From our results, it is clear that constitutive Alu-containing internal exons are either absent or very rare in the human transcriptome, whereas alternative Alu-containing internal exons appear frequently. Additionally, Alu-containing exons have a significantly lower average retention ratio than alternatively spliced internal exons that do not contain Alu. These findings imply that Alu splice-like sites that had evolved into strong constitutive splice sites were most probably selected against because of their interference with normal protein production. In contrast, mutational changes in Alu sequences resulting in the creation of weak splice sites are tolerated, especially if their retention ratio is low. There are several documented genetic diseases caused by a mutation that led to the creation of a strong splice site in an otherwise normal intronic Alu. For example, a G→C mutation in an Alu sequence within intron 3 of ornithine δ-aminotransferase (OAT), caused the creation of a strong donor site, consequently leading to the constitutive insertion of a novel Alu exon between exons 3 and 4. The insertion caused an in-frame stop codon, which led to OAT deficiency (Mitchell et al. 1991; Makalowski 2000). This is an example of the possible deleterious effect of Alu-containing exons that has become constitutively inserted within a transcript.

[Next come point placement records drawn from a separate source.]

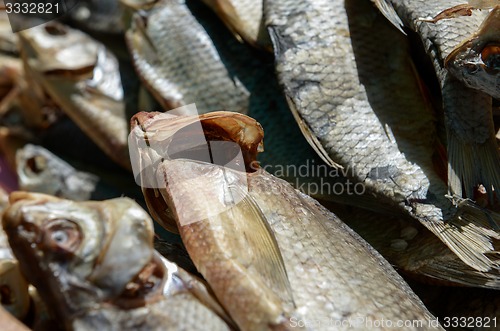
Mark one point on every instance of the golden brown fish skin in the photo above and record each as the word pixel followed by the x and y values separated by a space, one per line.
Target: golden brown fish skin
pixel 10 323
pixel 354 119
pixel 245 20
pixel 475 61
pixel 308 279
pixel 83 80
pixel 179 63
pixel 413 249
pixel 73 253
pixel 473 156
pixel 39 170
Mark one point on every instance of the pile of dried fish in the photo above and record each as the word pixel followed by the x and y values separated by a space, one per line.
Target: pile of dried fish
pixel 372 194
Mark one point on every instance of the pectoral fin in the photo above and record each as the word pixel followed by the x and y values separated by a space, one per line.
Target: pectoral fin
pixel 267 260
pixel 472 234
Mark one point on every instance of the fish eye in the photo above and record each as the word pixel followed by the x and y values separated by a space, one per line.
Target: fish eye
pixel 62 235
pixel 491 56
pixel 471 68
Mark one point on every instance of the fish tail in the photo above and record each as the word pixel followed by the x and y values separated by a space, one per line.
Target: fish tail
pixel 471 164
pixel 386 8
pixel 470 233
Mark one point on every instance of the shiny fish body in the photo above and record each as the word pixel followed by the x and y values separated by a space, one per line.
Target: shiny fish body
pixel 244 18
pixel 476 61
pixel 83 80
pixel 473 156
pixel 179 63
pixel 328 60
pixel 277 257
pixel 87 281
pixel 39 170
pixel 413 249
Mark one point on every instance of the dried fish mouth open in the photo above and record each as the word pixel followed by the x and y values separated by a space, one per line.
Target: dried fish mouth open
pixel 332 85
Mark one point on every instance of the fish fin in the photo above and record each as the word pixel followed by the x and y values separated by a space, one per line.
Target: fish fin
pixel 456 272
pixel 389 13
pixel 199 289
pixel 472 164
pixel 268 261
pixel 470 234
pixel 453 12
pixel 310 137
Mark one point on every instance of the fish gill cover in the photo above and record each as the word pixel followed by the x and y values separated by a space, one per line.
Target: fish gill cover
pixel 153 153
pixel 25 14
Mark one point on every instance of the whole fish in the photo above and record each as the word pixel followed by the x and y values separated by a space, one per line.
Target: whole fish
pixel 473 155
pixel 412 249
pixel 328 56
pixel 462 308
pixel 278 259
pixel 177 60
pixel 39 170
pixel 94 265
pixel 82 77
pixel 245 20
pixel 476 60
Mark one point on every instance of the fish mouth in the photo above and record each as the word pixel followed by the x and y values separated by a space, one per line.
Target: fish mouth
pixel 244 132
pixel 13 217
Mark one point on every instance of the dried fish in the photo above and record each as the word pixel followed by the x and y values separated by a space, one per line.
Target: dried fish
pixel 179 63
pixel 340 93
pixel 413 249
pixel 39 170
pixel 278 259
pixel 94 265
pixel 83 79
pixel 476 61
pixel 473 156
pixel 245 20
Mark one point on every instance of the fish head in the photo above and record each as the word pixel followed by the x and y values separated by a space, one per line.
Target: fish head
pixel 78 254
pixel 476 61
pixel 213 150
pixel 54 48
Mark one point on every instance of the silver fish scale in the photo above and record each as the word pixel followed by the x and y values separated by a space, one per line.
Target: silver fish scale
pixel 318 69
pixel 179 312
pixel 188 68
pixel 334 274
pixel 472 149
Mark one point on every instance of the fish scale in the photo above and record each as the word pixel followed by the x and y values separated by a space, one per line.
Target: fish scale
pixel 278 259
pixel 179 63
pixel 472 150
pixel 353 46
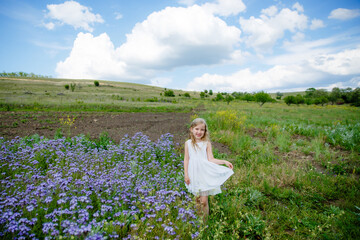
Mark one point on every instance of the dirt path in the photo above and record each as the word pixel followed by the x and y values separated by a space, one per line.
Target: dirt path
pixel 115 124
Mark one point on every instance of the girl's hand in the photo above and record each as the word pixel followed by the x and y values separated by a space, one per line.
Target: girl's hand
pixel 187 180
pixel 229 164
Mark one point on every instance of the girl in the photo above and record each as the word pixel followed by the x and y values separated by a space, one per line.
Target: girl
pixel 203 174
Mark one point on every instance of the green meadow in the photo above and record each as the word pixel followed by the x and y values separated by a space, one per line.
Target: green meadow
pixel 296 167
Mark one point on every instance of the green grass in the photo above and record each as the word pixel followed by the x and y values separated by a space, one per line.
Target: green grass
pixel 287 184
pixel 50 94
pixel 296 167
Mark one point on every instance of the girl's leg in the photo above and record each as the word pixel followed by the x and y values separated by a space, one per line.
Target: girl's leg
pixel 204 206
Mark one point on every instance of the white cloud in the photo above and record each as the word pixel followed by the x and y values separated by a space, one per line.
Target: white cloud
pixel 344 14
pixel 118 16
pixel 49 26
pixel 346 62
pixel 187 2
pixel 74 14
pixel 179 36
pixel 262 33
pixel 91 58
pixel 297 6
pixel 310 64
pixel 167 39
pixel 280 76
pixel 225 7
pixel 316 23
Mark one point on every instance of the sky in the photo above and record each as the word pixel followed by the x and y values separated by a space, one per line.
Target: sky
pixel 222 45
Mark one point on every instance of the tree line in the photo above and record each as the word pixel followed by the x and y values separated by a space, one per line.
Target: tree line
pixel 321 96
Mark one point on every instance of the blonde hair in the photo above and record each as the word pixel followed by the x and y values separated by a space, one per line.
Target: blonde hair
pixel 193 124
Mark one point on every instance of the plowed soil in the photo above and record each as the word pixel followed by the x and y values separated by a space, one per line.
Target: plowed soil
pixel 117 125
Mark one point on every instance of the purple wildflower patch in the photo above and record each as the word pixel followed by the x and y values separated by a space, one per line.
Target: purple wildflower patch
pixel 65 188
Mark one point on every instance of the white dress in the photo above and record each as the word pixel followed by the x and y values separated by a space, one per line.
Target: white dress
pixel 205 177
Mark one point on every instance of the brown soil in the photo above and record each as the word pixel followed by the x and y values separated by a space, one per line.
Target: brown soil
pixel 117 125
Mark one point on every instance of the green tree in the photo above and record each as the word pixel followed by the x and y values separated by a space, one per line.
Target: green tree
pixel 334 95
pixel 309 93
pixel 248 97
pixel 299 99
pixel 262 98
pixel 169 93
pixel 72 86
pixel 219 97
pixel 355 97
pixel 290 100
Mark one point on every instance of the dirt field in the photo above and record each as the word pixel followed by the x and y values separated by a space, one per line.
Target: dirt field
pixel 93 124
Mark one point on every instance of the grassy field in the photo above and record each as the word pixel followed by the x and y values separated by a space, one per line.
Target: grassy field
pixel 50 94
pixel 296 167
pixel 297 172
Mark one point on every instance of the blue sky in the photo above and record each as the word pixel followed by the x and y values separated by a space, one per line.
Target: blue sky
pixel 223 45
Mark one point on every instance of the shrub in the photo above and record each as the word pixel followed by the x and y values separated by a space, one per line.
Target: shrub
pixel 289 100
pixel 169 93
pixel 219 97
pixel 262 98
pixel 72 86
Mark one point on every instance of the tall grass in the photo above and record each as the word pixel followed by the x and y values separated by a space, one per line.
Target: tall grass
pixel 288 184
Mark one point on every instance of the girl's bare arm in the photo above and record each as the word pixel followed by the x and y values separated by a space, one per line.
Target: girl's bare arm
pixel 214 160
pixel 186 165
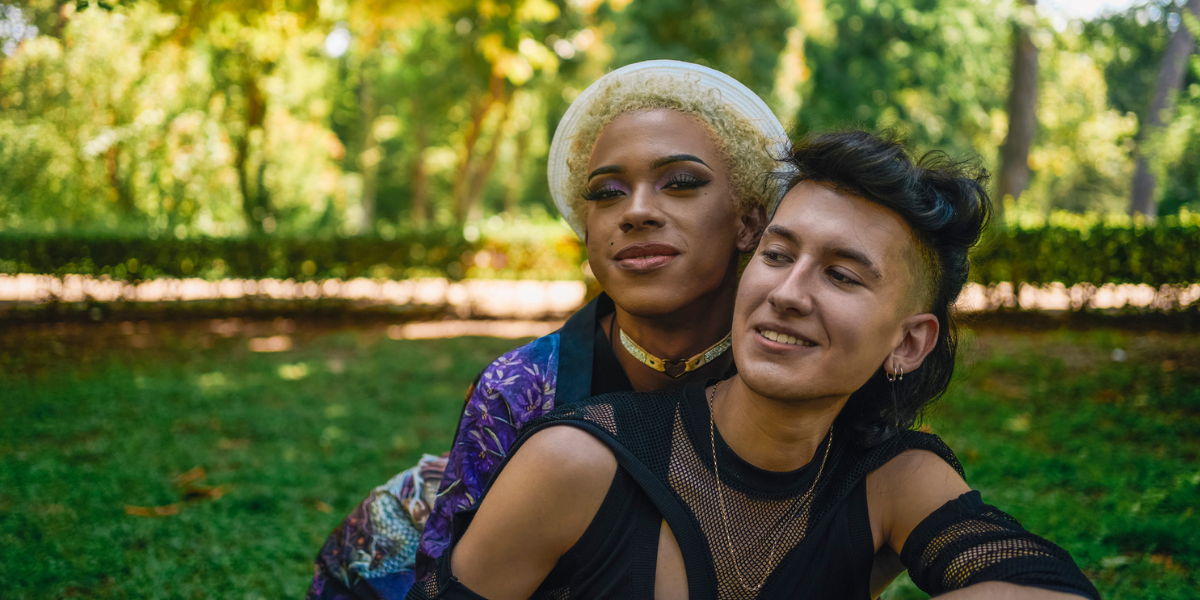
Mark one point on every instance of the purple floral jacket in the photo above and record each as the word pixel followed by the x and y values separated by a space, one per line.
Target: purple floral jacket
pixel 375 552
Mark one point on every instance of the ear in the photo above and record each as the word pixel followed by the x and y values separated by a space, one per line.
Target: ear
pixel 919 339
pixel 750 227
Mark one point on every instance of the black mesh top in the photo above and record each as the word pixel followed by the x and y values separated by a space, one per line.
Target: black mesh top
pixel 825 547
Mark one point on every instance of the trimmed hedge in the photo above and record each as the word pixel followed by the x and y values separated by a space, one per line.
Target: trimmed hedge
pixel 1167 253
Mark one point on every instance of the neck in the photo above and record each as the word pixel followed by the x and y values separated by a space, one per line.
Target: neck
pixel 681 334
pixel 769 433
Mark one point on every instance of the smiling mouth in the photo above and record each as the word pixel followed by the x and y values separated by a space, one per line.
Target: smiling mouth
pixel 641 257
pixel 784 339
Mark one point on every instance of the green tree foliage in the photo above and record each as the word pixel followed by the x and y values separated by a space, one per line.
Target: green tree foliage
pixel 936 69
pixel 297 118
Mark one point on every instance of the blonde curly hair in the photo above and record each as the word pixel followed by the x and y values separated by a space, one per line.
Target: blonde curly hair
pixel 744 148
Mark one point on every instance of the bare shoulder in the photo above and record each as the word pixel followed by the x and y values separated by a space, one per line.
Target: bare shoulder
pixel 906 490
pixel 539 507
pixel 567 455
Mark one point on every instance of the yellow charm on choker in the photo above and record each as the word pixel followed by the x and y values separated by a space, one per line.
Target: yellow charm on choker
pixel 676 367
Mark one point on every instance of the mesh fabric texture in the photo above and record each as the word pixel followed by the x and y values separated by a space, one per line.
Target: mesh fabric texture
pixel 822 544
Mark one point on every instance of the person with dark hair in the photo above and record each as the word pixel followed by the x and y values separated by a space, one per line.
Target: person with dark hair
pixel 786 478
pixel 688 147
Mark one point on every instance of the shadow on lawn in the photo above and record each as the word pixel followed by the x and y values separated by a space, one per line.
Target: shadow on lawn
pixel 107 423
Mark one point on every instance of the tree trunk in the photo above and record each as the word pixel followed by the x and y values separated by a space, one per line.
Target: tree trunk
pixel 120 187
pixel 467 154
pixel 419 209
pixel 253 197
pixel 474 201
pixel 1023 119
pixel 1170 79
pixel 516 175
pixel 371 154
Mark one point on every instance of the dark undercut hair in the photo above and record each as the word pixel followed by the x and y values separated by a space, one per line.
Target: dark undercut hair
pixel 946 204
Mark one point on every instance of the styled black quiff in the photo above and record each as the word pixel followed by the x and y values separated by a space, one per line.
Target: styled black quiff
pixel 947 207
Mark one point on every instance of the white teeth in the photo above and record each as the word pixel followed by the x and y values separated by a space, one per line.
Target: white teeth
pixel 775 336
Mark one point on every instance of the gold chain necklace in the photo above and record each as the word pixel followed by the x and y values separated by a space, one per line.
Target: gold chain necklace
pixel 720 499
pixel 676 367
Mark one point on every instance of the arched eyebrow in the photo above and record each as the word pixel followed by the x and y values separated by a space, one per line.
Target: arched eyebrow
pixel 676 157
pixel 605 171
pixel 657 165
pixel 838 251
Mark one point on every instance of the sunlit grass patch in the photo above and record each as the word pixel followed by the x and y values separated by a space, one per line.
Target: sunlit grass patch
pixel 100 451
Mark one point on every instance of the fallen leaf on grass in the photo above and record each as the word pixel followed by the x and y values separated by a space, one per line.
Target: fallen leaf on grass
pixel 153 511
pixel 190 489
pixel 201 492
pixel 186 478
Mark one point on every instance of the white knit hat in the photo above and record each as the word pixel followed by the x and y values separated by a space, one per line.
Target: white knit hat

According to our data, older subfamilies (monomers and Alu-J) are over-represented in the set of Alu-containing exons compared with their distribution in the genome (Table (Table2).2). Since, by definition, members of older subfamilies were retroposed to the human genome earlier than members of newer subfamilies, they had more time to diverge from the Alu ancestor. Members of the Alu-J subfamilies show ~86% identity to the Alu consensus sequence, whereas members of the Alu-S subfamilies show ~92%–93% identity (Kapitonov and Jurka 1996). Therefore, the bias toward older subfamilies in the set of Alu-containing exons may reflect the number of substitutions needed to create a functional splice site within the retroposed Alu sequence to allow for its exonization.

Another possibility that would explain the fact that we did not find constitutive Alu-containing internal exons is that old Alu-containing internal exons that became fixed show only a poor similarity to the consensus Alu sequence, and, therefore, could no longer be recognized by similarity searches as Alu derived.

We have chosen to focus on alternative splicing events of the exon-skipping type for two reasons. First, this type is the most frequent type of alternative splicing (Hide et al. 2001). Second, many unspliced ESTs found in the ESTs database (dbEST) represent sequenced introns (intron contamination) and contain Alu sequences, and, therefore, we preferred not to use unspliced expressed sequences as evidence for alternative splicing. In the exon-skipping type of alternative splicing, both variants are spliced — the skipping variant contains a large intron that skips the alternative internal exon, and the variant containing the exon has two introns, one on each of the alternatively spliced internal exon's sides.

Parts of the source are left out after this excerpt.